LIVE FROM GSMA MOBILE WORLD CONGRESS AMERICAS 2017: As operators around the globe choose sides on low power wide area (LPWA) technology, T-Mobile US said narrowband IoT (NB-IoT) is the perfect fit both for the operator’s spectrum resources and the applications it’s looking to serve.

“It uses a lot less spectrum,” T-Mobile’s SVP of Technology Dave Mayo told Mobile World Live at the operator’s IoT event in San Francisco this week. “Cat-M requires you to dedicate big blocks of spectrum, and we felt for the use case, NB-IoT was a better match for the spectrum resources we’d apply to the problem.”

T-Mobile has already revealed plans to launch nationwide NB-IoT coverage next year. Mayo indicated the operator will initially launch the technology on its PCS and AWS airwaves (Band 2 and Band 4). The roll out will require baseband and software updates in about half the network and software upgrades alone in the other half, he added.

Doug Chartier, T-Mobile’s SVP of MVNO, IoT, and M2M, said the operator is looking to target low data throughput use cases with the technology, including applications such as utility and parking metres, water metering and monitoring, asset tracking, and smart home devices, among other things. Chartier said T-Mobile’s partners are already “highly interested” in the NB-IoT launch. The number of use cases is expected to ramp rapidly after launch, he added.

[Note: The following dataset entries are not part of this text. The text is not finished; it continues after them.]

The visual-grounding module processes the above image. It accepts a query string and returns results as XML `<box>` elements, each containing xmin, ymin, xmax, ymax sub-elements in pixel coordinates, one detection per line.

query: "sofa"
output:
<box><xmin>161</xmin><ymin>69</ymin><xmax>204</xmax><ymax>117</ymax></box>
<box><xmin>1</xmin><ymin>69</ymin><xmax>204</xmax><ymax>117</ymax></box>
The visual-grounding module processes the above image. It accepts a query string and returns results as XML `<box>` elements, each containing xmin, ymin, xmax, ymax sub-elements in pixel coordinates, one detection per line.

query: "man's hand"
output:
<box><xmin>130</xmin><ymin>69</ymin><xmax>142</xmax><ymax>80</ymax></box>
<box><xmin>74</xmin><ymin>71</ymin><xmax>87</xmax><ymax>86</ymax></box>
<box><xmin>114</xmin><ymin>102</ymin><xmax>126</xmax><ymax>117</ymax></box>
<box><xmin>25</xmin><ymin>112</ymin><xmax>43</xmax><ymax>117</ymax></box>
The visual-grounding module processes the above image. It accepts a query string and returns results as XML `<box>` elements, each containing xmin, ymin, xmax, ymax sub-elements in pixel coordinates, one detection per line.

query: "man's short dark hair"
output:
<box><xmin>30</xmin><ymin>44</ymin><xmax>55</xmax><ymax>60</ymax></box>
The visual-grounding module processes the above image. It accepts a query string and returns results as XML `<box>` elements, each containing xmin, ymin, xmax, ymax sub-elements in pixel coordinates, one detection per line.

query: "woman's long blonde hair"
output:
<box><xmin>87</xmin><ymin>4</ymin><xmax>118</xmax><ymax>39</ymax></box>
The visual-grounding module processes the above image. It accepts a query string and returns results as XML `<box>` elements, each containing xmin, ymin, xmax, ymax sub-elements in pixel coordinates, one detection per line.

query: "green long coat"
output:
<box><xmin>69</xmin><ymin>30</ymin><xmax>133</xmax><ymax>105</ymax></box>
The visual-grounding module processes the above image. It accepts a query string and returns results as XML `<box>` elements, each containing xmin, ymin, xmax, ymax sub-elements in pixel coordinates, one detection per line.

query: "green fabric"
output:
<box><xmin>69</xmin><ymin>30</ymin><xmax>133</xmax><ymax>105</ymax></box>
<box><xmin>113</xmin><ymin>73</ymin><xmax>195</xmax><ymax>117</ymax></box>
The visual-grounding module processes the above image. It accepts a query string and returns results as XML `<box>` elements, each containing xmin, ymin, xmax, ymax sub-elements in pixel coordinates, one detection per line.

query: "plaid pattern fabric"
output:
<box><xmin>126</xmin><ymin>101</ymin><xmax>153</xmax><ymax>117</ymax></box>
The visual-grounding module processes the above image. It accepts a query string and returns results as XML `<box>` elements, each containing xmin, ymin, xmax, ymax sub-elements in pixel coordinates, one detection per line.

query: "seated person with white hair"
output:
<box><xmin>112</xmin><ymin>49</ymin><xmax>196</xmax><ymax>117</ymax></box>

“Those partners using 2G and 3G modules, they all want NB-IoT,” Chartier said.

Revenue from those applications is also expected to grow quickly.

“For us, it’s a revenue stream we expect will begin ramping next year when we have the network live, but it is one that’s going to grow exponentially as the number of devices deployed grows very, very rapidly,” Rusty Lhamon, T-Mobile’s senior director of IoT Solutions, added.

“One of the things we’re looking at as we progress into the 5G era is the fact that today, as a whole, the wireless market in the US might be 400 million – round numbers – of connected devices, phones and other things,” he continued. “We’re looking at a world where there’s going to be 400 million in every metro area.”